44 In Black v Taylor [1993] 3 NZLR 403, the New Zealand Court of Appeal dismissed an appeal from a declaration that a solicitor should not act further as counsel in certain proceedings on the ground of conflict of interest arising from the solicitor's past receipt of confidential information, but did so on a basis which did not rest on protection of confidential information. Cooke P said [at 406] that the inherent jurisdiction of courts to determine who may be allowed to represent parties to argue cases before them extended to the propriety of a representative appearing in a particular case, which pertained not to the right of practice generally, but to what was needed or may be permitted to ensure in a particular case both justice and the appearance of justice; though the jurisdiction was one to be exercised with circumspection. Richardson J [at 408-409] said that the court had an inherent jurisdiction to control its own processes, which included determining who should be permitted to appear before it as advocates, one aspect of which was the control of a particular proceeding in the court. His Honour described the right to choice of counsel as an important but not an absolute value. After reference to Everingham v Ontario, his Honour held that where it was satisfied that the interests of justice so required, the High Court had an inherent jurisdiction to restrain a barrister from continuing to act as counsel for a particular party in proceedings before the court. His Honour agreed with the approach of the Ontario court, holding that disqualification (in a particular case) would ordinarily be the appropriate remedy where the integrity of the judicial process would be impaired by counsel's adversarial representation of one party against the other [at 42]:
The decision to disqualify is not dependent on any finding of culpable conduct on the lawyer's part. Disqualification is not imposed as a punishment for misconduct. Rather it is a protection for the parties and for the wider interests of justice. The legitimacy of judicial decisions depends in large part on the observance of the standards of procedural justice. Where the integrity of the judicial process is perceived to be at risk from the proposed or continuing representation by counsel on behalf of one party, disqualification is the obvious and in some cases the only effective remedy although considerations of delay, inconvenience and expense arising from a change in representation may be important in determining in particular cases whether the interests of justice truly demand disqualification.

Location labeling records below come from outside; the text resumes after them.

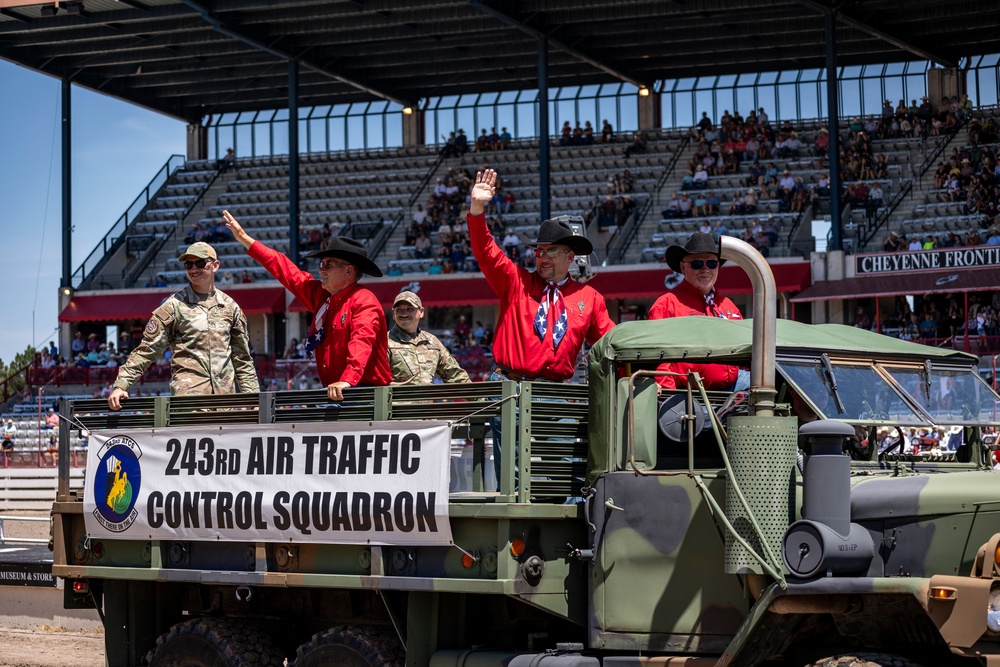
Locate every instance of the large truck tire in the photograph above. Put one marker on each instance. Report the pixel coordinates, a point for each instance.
(864, 660)
(215, 642)
(351, 646)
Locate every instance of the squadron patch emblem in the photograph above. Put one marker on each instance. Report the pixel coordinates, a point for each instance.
(117, 489)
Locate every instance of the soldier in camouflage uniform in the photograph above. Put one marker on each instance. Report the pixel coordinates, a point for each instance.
(417, 356)
(206, 332)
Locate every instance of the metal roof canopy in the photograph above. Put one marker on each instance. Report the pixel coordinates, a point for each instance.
(192, 58)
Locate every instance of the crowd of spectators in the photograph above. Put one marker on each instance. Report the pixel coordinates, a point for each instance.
(90, 351)
(437, 231)
(456, 144)
(584, 136)
(723, 149)
(937, 317)
(209, 232)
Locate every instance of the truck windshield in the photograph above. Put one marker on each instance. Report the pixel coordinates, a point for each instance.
(949, 395)
(865, 394)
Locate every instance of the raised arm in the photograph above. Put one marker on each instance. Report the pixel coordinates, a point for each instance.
(483, 191)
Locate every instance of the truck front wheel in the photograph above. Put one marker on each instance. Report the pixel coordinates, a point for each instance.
(864, 660)
(347, 646)
(214, 642)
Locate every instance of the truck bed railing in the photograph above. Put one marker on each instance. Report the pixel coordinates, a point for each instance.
(550, 460)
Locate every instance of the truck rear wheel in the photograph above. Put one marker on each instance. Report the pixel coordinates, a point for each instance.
(864, 660)
(351, 646)
(214, 642)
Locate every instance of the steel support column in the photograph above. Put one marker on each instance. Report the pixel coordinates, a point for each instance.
(833, 126)
(67, 184)
(293, 160)
(543, 127)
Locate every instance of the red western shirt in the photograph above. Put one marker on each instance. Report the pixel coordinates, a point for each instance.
(355, 345)
(684, 300)
(516, 345)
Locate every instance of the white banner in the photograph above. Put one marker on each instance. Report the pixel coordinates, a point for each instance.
(339, 482)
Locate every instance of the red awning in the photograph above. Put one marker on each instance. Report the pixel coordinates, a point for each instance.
(928, 282)
(613, 282)
(138, 304)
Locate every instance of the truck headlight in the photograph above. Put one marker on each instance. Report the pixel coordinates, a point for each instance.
(993, 612)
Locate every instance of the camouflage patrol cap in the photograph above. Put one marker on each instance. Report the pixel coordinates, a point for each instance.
(199, 250)
(407, 297)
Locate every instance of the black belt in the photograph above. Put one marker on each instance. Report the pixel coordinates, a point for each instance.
(517, 377)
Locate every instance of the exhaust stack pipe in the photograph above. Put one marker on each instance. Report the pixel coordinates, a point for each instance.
(765, 315)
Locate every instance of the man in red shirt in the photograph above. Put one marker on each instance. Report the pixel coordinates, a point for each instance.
(348, 335)
(545, 316)
(699, 262)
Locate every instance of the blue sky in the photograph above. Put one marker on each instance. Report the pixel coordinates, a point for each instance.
(117, 148)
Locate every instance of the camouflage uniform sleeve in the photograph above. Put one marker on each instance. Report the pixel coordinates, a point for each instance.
(239, 343)
(155, 340)
(448, 369)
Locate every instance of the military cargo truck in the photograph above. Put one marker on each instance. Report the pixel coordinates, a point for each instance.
(631, 526)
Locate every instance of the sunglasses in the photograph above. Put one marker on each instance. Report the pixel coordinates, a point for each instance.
(200, 263)
(328, 264)
(698, 264)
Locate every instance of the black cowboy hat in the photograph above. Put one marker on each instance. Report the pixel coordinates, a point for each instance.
(700, 243)
(559, 232)
(349, 250)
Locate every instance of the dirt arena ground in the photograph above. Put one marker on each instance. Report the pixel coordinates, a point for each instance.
(45, 647)
(34, 643)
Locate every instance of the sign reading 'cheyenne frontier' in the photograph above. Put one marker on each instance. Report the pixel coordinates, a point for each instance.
(927, 260)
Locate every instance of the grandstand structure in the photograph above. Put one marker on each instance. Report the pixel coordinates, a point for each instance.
(198, 59)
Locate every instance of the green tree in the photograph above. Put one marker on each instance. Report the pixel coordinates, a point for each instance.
(12, 377)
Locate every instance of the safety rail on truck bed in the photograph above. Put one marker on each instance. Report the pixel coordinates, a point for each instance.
(552, 432)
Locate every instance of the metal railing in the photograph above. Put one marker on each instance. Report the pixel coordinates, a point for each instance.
(23, 540)
(115, 237)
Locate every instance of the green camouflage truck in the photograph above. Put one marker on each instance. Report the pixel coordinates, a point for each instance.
(788, 525)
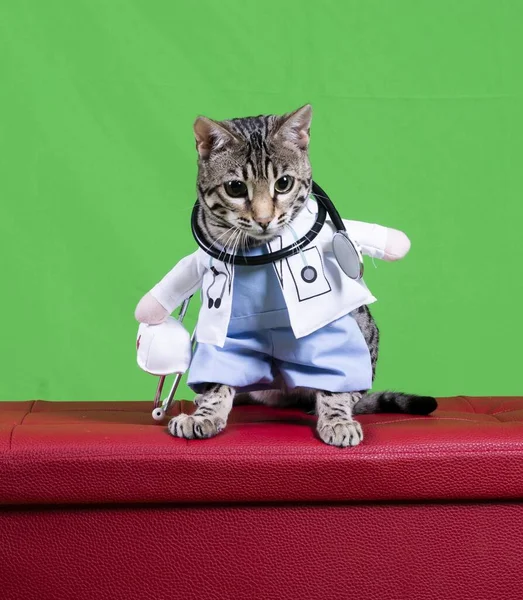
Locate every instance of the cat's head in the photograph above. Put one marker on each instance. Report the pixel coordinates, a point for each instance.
(254, 173)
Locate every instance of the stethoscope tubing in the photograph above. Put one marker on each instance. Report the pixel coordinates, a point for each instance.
(325, 205)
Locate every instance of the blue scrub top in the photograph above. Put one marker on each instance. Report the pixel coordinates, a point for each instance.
(257, 299)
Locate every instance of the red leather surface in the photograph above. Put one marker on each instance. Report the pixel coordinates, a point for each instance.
(429, 552)
(471, 448)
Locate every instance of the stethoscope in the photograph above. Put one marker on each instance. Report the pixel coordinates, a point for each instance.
(346, 252)
(216, 302)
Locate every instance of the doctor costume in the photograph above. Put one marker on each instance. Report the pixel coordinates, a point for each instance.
(288, 321)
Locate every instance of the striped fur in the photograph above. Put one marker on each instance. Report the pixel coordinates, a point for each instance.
(256, 152)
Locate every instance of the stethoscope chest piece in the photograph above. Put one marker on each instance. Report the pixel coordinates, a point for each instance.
(348, 255)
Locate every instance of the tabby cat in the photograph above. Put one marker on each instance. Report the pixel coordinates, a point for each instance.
(240, 162)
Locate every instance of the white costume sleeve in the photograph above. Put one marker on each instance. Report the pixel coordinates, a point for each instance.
(372, 238)
(181, 282)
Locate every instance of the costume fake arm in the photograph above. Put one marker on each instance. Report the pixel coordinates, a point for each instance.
(377, 241)
(180, 283)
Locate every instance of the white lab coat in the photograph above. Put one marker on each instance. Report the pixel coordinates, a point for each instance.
(311, 305)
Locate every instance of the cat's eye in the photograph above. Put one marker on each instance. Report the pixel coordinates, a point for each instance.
(236, 189)
(284, 184)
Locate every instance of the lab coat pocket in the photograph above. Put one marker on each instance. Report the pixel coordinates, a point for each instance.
(308, 274)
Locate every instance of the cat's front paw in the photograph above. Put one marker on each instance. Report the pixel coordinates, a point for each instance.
(340, 432)
(195, 426)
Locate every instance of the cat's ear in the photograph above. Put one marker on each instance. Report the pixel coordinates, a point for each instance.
(295, 127)
(210, 136)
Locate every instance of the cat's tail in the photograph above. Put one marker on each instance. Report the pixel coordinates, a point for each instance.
(394, 402)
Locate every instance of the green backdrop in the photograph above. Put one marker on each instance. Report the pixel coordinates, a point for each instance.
(418, 125)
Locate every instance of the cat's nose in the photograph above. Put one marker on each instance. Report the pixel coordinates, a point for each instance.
(263, 222)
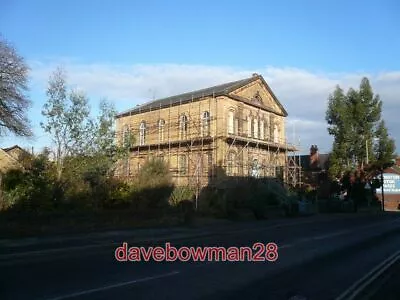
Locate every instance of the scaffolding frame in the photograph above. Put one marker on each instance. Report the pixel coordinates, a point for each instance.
(197, 146)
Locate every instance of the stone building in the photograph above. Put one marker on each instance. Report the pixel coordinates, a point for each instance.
(235, 129)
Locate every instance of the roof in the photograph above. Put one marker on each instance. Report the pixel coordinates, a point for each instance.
(12, 148)
(218, 90)
(305, 161)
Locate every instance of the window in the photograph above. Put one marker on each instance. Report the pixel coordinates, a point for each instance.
(276, 133)
(161, 126)
(255, 168)
(182, 164)
(183, 126)
(205, 123)
(230, 169)
(142, 133)
(210, 164)
(255, 128)
(266, 128)
(231, 122)
(125, 136)
(125, 167)
(249, 126)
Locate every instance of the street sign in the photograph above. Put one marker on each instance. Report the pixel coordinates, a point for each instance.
(391, 184)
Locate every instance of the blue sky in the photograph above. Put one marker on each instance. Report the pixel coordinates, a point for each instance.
(128, 51)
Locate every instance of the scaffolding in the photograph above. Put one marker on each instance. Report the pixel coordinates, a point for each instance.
(193, 138)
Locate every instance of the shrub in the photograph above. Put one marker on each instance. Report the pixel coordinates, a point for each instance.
(181, 193)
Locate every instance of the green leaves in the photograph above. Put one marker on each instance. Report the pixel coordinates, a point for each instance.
(354, 122)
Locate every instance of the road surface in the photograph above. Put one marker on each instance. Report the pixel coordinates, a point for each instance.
(318, 259)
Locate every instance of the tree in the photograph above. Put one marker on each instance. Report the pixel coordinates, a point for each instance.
(354, 120)
(385, 147)
(67, 120)
(14, 101)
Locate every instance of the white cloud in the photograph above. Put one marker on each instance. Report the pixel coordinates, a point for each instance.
(303, 93)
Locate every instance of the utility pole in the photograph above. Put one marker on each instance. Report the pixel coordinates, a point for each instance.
(383, 195)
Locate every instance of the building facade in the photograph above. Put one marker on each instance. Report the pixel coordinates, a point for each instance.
(235, 129)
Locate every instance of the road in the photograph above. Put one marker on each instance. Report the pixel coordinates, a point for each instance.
(318, 259)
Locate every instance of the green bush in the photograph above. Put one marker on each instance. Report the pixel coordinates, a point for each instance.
(181, 193)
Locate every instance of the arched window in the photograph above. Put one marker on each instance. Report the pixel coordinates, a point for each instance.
(262, 129)
(266, 128)
(255, 168)
(276, 133)
(230, 168)
(125, 136)
(183, 126)
(142, 133)
(255, 128)
(182, 164)
(249, 126)
(231, 122)
(161, 126)
(205, 123)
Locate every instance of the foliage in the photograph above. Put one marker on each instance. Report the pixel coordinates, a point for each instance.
(354, 120)
(154, 172)
(31, 189)
(14, 101)
(181, 193)
(67, 120)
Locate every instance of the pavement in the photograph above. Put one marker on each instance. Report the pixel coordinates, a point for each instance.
(319, 257)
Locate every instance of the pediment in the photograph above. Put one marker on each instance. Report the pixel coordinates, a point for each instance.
(258, 93)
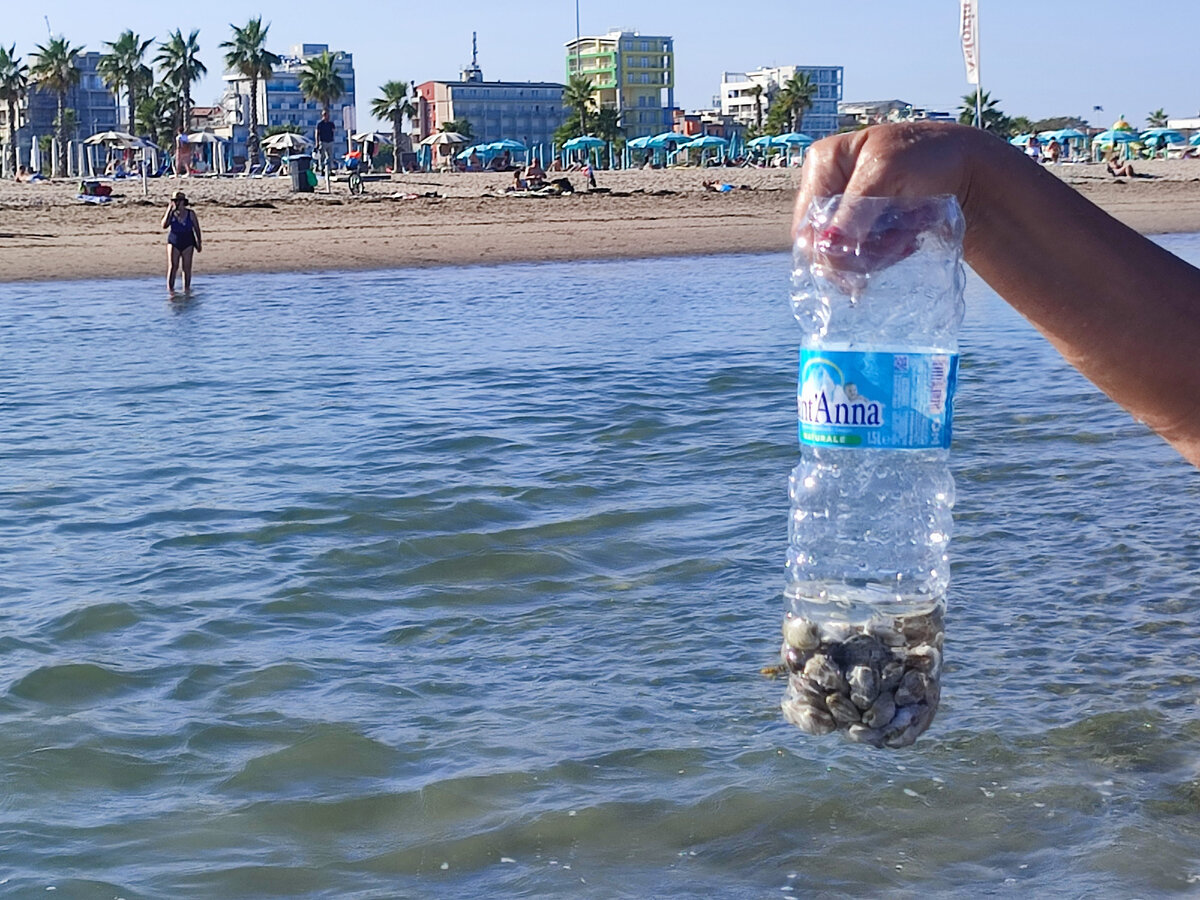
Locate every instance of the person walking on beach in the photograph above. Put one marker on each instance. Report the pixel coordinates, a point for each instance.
(1119, 307)
(325, 141)
(183, 240)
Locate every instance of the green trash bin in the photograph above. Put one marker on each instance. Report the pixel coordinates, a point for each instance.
(300, 166)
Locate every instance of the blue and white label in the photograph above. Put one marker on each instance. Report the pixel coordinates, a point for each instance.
(901, 401)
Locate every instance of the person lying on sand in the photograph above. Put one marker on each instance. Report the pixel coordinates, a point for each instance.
(1129, 321)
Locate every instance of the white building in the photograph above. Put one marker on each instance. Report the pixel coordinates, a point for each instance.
(280, 101)
(820, 120)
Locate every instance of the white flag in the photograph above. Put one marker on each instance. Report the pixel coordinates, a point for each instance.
(969, 30)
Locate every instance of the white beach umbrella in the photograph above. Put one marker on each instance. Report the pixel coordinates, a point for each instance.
(445, 137)
(371, 137)
(287, 141)
(120, 139)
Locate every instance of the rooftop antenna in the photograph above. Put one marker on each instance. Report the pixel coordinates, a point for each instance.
(577, 48)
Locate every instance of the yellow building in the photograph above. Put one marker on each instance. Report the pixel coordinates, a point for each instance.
(630, 72)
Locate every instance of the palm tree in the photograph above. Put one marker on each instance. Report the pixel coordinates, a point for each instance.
(797, 99)
(123, 67)
(993, 118)
(609, 125)
(393, 106)
(54, 69)
(577, 96)
(156, 114)
(178, 59)
(247, 54)
(13, 84)
(319, 81)
(459, 126)
(756, 93)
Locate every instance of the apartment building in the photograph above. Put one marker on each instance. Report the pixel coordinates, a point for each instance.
(630, 72)
(737, 97)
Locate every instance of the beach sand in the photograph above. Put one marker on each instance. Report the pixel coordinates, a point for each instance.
(258, 225)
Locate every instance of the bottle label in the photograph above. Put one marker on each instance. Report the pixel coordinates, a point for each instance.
(876, 400)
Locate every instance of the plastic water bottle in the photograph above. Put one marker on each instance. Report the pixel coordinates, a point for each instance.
(877, 288)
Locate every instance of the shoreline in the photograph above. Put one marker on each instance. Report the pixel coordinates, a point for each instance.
(429, 220)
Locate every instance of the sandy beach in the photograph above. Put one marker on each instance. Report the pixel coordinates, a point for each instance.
(258, 225)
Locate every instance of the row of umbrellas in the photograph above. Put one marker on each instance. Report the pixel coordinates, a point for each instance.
(1120, 136)
(495, 149)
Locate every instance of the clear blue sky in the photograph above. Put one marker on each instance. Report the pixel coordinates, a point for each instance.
(1039, 58)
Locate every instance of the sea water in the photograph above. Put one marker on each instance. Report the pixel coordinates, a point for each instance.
(459, 582)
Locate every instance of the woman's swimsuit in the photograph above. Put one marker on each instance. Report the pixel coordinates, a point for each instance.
(183, 235)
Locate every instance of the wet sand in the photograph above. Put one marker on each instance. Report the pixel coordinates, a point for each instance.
(258, 225)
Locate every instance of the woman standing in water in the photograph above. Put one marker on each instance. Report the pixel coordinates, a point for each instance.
(183, 239)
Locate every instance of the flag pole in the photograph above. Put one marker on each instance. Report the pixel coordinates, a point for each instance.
(969, 34)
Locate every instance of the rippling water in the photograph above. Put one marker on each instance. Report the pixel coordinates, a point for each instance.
(459, 582)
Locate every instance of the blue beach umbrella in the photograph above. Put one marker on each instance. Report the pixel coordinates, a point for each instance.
(669, 137)
(706, 142)
(586, 142)
(473, 149)
(499, 147)
(791, 139)
(1171, 135)
(1121, 136)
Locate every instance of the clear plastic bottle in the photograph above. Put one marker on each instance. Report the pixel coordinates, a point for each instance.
(877, 288)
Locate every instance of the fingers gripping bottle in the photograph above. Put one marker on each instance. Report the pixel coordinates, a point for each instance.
(877, 288)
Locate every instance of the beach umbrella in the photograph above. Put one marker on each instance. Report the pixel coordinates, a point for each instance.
(669, 137)
(1120, 136)
(205, 137)
(589, 143)
(444, 137)
(499, 147)
(120, 139)
(1171, 135)
(473, 149)
(371, 137)
(707, 141)
(287, 141)
(791, 138)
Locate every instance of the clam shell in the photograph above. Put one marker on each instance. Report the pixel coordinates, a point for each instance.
(843, 711)
(825, 672)
(801, 634)
(805, 718)
(864, 687)
(881, 713)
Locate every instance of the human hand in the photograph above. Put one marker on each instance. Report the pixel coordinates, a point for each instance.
(916, 160)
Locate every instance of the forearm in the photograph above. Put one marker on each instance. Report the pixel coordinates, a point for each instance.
(1117, 306)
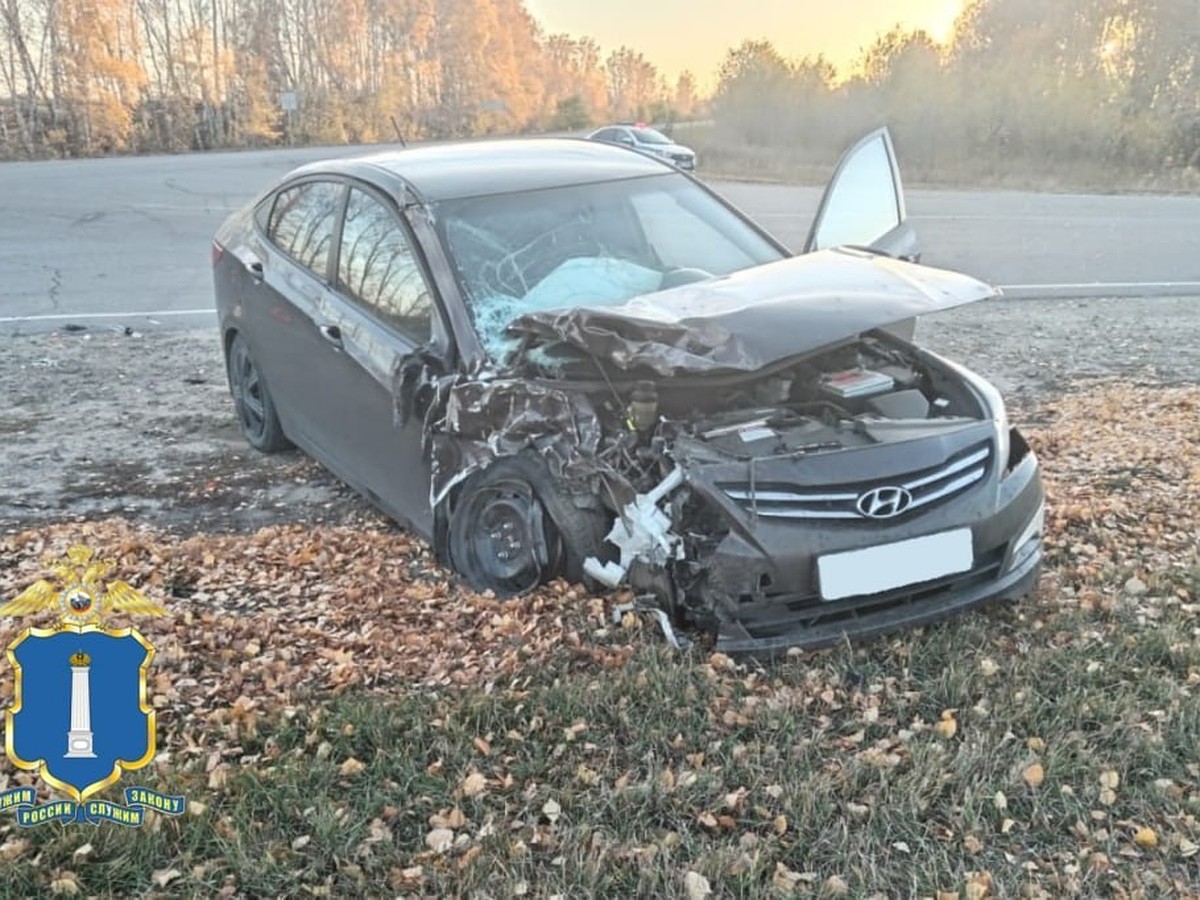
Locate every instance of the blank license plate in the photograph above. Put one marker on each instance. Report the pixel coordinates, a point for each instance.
(894, 565)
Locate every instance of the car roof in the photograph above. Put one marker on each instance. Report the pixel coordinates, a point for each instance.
(475, 168)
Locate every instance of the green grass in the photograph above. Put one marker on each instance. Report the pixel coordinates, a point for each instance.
(762, 780)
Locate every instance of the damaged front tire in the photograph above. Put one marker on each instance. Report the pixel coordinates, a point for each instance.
(513, 529)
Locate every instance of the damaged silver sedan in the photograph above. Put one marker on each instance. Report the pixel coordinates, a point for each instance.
(559, 358)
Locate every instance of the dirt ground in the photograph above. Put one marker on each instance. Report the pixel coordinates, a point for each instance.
(96, 424)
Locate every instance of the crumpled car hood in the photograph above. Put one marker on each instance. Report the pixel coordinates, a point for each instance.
(759, 316)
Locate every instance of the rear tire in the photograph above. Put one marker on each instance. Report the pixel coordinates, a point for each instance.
(252, 401)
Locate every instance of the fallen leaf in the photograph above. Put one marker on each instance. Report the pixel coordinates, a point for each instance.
(696, 886)
(835, 886)
(65, 883)
(439, 840)
(1146, 838)
(473, 784)
(947, 726)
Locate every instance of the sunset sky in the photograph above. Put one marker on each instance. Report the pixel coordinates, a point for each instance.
(695, 34)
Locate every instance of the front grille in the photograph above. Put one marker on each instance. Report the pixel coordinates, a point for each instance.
(927, 486)
(813, 612)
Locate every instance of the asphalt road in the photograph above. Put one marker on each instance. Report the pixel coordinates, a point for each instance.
(126, 241)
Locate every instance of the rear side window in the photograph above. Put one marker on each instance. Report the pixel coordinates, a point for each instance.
(303, 220)
(378, 268)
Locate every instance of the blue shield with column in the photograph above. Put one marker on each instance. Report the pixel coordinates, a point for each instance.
(79, 714)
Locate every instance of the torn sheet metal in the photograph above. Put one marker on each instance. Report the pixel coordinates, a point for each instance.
(751, 318)
(485, 420)
(642, 531)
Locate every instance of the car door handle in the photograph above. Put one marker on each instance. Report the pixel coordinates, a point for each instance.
(333, 334)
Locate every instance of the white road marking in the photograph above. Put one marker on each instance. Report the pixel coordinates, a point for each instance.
(1044, 288)
(139, 313)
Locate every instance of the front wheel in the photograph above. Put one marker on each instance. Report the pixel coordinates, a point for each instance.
(501, 537)
(252, 402)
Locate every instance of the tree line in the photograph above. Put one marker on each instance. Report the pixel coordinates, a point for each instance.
(84, 77)
(1021, 85)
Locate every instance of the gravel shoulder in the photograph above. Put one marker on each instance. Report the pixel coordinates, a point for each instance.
(99, 424)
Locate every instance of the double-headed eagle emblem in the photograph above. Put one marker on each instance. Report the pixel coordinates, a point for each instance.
(79, 591)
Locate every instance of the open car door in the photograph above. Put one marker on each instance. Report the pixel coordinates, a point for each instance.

45 In Kooky Garments Limited v Charlton [1994] 1 NZLR 587, Thomas J said that the court had an inherent jurisdiction to supervise the conduct of counsel in court, which included the ability to intervene when counsel or solicitors appeared in a matter in which they had an actual or potential conflict of interest, or where, by reason of their relationship with the client their professional independence might be doubted - because the integrity of the judicial process is undermined if the lawyers do not have the independence and objectivity which they are presumed to have.
46 In Grimwade v Meagher [1995] 1 VR 446, Mandie J held that the court had inherent jurisdiction to ensure the due administration of justice and to protect the integrity of the judicial process, and as a part of that jurisdiction to prevent counsel appearing for a particular party in order that justice not only be done but be seen to be done. His Honour said that the objective test to be applied was whether a fair-minded, reasonably informed member of the public would conclude that the proper administration of justice required that counsel be prevented from acting, giving due weight to the public interest that litigants should not be deprived of their counsel of choice without good cause. In what his Honour described as the "unique, extraordinary and highly exceptional circumstances" of that case, a sufficient real and sensible risk of a lack of objectivity by counsel was found to give rise not only to an undue risk of unfairness or disadvantage to the plaintiff, but also to a substantial concern that a fair trial would not be had, and thus to a concern for the integrity of the judicial process and the due administration of justice.
47 In Yunghanns v Elfic Limited (VSC, 3 July 1998, Gillard J, unreported), Gillard J thought that the authorities established three bases for the grant of a injunction to restrain a solicitor acting against his former client: protection of confidences; breach of fiduciary obligations of trust and integrity; and the administration of justice. With respect to the third basis his Honour said [at 9] that the court had an inherent power to control and deal with members of the legal profession and to ensure that the administration of justice was not brought into disrepute by the conduct of members of the profession.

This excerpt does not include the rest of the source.